Let’s say you have Cisco ACS up and running. It is already successfully talking to your Active Directory installation. You also already have an existing VPN Client remote configuration where the group policy name is “GP_VPN_ITNET” and the tunnel group name is “TG_VPN_ITNET”

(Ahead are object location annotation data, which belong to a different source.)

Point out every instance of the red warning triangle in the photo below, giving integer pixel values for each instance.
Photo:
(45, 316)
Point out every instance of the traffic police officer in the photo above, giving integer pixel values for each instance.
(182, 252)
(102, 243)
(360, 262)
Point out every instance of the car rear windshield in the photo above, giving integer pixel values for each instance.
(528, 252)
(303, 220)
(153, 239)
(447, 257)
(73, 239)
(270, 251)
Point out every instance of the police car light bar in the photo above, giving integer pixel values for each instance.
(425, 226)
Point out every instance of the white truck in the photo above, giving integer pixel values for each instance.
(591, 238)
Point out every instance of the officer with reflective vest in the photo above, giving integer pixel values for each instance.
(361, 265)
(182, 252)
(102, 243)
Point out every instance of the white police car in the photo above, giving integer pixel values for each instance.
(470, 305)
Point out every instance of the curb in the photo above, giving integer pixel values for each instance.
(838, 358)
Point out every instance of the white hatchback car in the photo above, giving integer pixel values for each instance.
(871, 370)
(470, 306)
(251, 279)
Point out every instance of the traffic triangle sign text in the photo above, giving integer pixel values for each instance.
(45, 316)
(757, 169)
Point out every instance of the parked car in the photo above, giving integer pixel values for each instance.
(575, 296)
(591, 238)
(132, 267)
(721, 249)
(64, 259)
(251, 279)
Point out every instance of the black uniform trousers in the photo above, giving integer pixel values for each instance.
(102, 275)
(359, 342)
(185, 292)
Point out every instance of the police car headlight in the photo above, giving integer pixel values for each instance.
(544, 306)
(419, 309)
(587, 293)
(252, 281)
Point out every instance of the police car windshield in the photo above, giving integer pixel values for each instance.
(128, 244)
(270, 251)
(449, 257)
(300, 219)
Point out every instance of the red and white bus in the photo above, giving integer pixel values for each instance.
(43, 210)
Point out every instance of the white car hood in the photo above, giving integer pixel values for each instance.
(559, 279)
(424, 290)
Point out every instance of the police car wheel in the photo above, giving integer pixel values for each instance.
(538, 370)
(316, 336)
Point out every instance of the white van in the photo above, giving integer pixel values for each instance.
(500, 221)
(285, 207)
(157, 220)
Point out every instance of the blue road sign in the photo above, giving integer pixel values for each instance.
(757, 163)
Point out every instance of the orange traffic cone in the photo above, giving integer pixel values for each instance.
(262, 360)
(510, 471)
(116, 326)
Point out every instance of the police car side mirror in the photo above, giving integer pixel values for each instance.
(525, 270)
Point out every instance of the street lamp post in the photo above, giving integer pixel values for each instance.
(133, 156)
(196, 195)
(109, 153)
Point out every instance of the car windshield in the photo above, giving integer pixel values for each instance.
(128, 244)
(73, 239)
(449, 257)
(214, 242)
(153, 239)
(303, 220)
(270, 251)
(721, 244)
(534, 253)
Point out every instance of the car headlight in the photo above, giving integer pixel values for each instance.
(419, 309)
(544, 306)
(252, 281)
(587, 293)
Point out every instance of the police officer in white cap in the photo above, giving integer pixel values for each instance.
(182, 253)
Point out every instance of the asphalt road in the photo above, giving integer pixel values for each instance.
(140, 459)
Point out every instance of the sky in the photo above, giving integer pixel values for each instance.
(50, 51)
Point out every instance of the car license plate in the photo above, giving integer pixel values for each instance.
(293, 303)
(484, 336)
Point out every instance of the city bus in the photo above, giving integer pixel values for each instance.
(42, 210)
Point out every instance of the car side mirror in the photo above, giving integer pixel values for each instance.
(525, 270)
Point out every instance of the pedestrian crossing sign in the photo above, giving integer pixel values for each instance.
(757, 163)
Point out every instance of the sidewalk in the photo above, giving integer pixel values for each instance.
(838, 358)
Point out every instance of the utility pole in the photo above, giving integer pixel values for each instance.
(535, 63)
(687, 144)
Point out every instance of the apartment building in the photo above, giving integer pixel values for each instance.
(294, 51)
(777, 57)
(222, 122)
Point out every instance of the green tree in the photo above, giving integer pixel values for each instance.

Now you have an active directory group called “RG_VPN_ITNET” and want to ensure that the only vpn remote access profile that group can use is the existing remote configuration.
- Log into the Cisco ACS
- Create a New Network Access Authorization Profile under Policy Elements-> Authorization and Permissions-> Network Access->Authorization Profiles
- Create a new Profile
- Name the set to match the desired AD VPN Group Name
- Example Name: ‘RG_VPN_ITNET”
- On the RADIUS Attributes tab, add the following
- Dictionary Type: RADIUS-IETF
- RADIUS Attribute: 25 – Class
- Fill in the group-policy name from the asa tunnel-group in the bottom field box.
- Example: “OU=GP_VPN_ITNET;”
- Conditions: AD1:ExternalGroups: use the desired AD VPN group. Example :”domain.com//Global Groups/Resource groups/VPN/RG_VPN_ITNET” specify the Authorization Profile “RG_VPN_ITNET”
group-policy GP_VPN_ITNET attributes
group-lock value TG_VPN_ITNET
- Test the VPN client connects successfully for a member of the Active Directory group.